Europe started the day poorly, following up on the weak close and its own poor economic data.
Then the ECB got involved and started buying Spanish and Italian debt aggressively. Rumors is that the ECB will have unlimited buying power for Italian debt once the austerity bill is passed.
The current buying spree is completely expected. They can’t resist intervention and in spite of a massive inventory of unmarked underwater bonds, still believe it does something.
This intervention didn’t do much for a 1-year auction and the price action in the secondary market has become routine. Some quick short covering. Dealers snapping up some paper to offer back to the ECB. A few additional purchased to goose the market higher, tell the ECB how great they are doing and that it is impossible to source paper, sell your inventory at an even higher level, spoof around while trying to figure out when the ECB is done for the day and what targets they have, sell into the last bit of strength and then let the shorts who covered early reset at much higher prices.
Buying on hopes that ECB will have unlimited purchasing power seems risky. Unless Germany has really been convinced that is a smart idea, expect some denials from Germany. Why would Germany agree to that when the inflation picture is unclear, when its partner’s economy seems to be deteriorating and without any clear evidence that Italy will stick to any program for more than a week or two. The market is correct that massive ECB buying and printing is the only solution that maintains the Euro, but I find it hard to believe that Germany has been convinced so easily and that Germany isn’t starting to think about giving up the existing regime. Germany and France are effectively the ECB and will pay the price for any mistakes.
Also, such a plan would seem far too aggressive for an Italian’s first weeks on the job. A rate cut was one thing, but promising unlimited ECB buying of Italian bonds is another.

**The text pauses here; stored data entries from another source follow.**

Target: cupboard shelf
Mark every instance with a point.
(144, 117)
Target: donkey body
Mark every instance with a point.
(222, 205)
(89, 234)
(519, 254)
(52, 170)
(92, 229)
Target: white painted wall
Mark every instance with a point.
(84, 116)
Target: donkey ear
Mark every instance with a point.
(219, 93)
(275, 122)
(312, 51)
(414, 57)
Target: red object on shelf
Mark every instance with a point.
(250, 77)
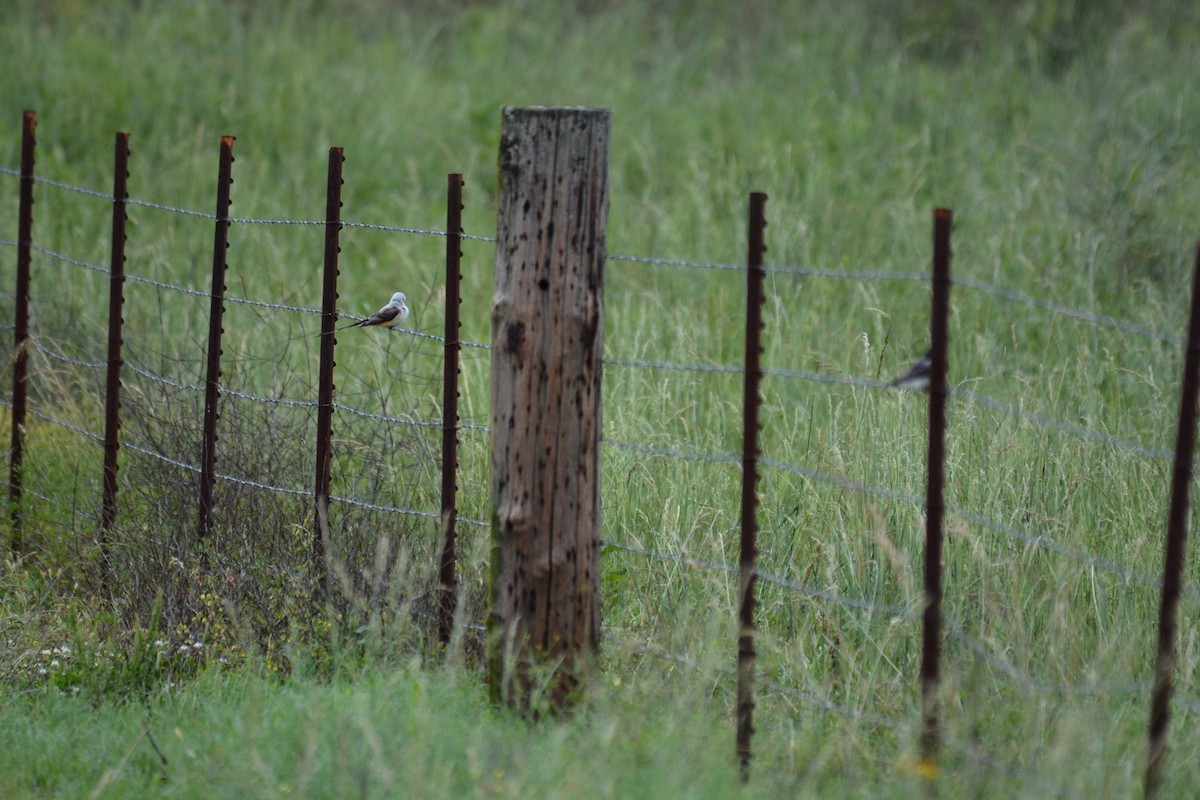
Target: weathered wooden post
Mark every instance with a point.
(547, 331)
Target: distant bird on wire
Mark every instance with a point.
(390, 316)
(918, 376)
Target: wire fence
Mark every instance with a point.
(66, 365)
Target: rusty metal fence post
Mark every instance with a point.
(449, 567)
(751, 402)
(325, 374)
(935, 504)
(1176, 540)
(115, 308)
(216, 317)
(21, 324)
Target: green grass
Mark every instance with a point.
(1062, 138)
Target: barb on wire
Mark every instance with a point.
(888, 609)
(1011, 531)
(844, 482)
(135, 367)
(1045, 422)
(419, 232)
(826, 378)
(850, 275)
(1102, 320)
(1031, 684)
(672, 366)
(384, 417)
(678, 262)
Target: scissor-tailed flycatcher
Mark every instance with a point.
(390, 316)
(918, 374)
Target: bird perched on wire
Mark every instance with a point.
(390, 316)
(918, 374)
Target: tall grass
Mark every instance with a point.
(1060, 138)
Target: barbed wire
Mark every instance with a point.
(63, 358)
(823, 703)
(1102, 320)
(889, 609)
(1075, 429)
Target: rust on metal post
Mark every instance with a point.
(216, 318)
(115, 308)
(449, 569)
(21, 323)
(935, 504)
(325, 374)
(751, 402)
(1176, 540)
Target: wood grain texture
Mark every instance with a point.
(547, 334)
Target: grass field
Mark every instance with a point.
(1063, 138)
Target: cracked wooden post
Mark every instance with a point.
(547, 331)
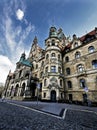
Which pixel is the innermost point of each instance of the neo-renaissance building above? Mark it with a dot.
(66, 70)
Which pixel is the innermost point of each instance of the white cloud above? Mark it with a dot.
(15, 36)
(5, 66)
(19, 14)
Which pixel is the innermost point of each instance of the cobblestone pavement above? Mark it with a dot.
(18, 118)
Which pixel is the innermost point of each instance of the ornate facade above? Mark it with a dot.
(66, 70)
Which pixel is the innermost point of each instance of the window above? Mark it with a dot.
(61, 82)
(35, 75)
(53, 69)
(91, 49)
(46, 69)
(76, 44)
(59, 69)
(58, 56)
(77, 55)
(94, 64)
(44, 95)
(80, 68)
(42, 64)
(45, 82)
(47, 56)
(41, 74)
(82, 83)
(53, 55)
(67, 59)
(36, 66)
(68, 71)
(69, 83)
(70, 97)
(53, 42)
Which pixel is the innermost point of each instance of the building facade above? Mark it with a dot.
(66, 70)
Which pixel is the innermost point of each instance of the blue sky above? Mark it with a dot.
(22, 20)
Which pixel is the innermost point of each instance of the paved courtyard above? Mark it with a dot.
(17, 115)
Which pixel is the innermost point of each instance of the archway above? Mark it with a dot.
(53, 96)
(32, 89)
(16, 90)
(22, 90)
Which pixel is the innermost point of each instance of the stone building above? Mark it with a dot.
(66, 70)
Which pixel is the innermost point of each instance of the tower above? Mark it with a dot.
(53, 81)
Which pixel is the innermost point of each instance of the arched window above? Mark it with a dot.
(47, 56)
(80, 68)
(91, 49)
(67, 59)
(82, 83)
(94, 64)
(53, 55)
(68, 71)
(59, 69)
(53, 69)
(46, 69)
(76, 44)
(45, 82)
(36, 66)
(61, 82)
(42, 64)
(58, 56)
(53, 42)
(77, 54)
(41, 74)
(69, 83)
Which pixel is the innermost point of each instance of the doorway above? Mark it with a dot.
(53, 96)
(32, 89)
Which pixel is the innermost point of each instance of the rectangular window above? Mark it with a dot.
(53, 69)
(44, 95)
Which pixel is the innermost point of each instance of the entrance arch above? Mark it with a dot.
(22, 90)
(33, 89)
(16, 90)
(53, 96)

I would fade the rumors if unlimited ECB buying and European harmony. On the other hand, at these yields and with some real government determination – the Italians might convince investors their bonds are in fact cheap. But why go to that effort when there is a buyer out there whose only price sensitivity is that they want to pay more? Maybe leaving Italy to dangle for a fee more days is exactly what Italy and the EU need; rather than rushing too quickly to the “rescue”. A rescue strategy that has failed and failed and failed and failed and failed.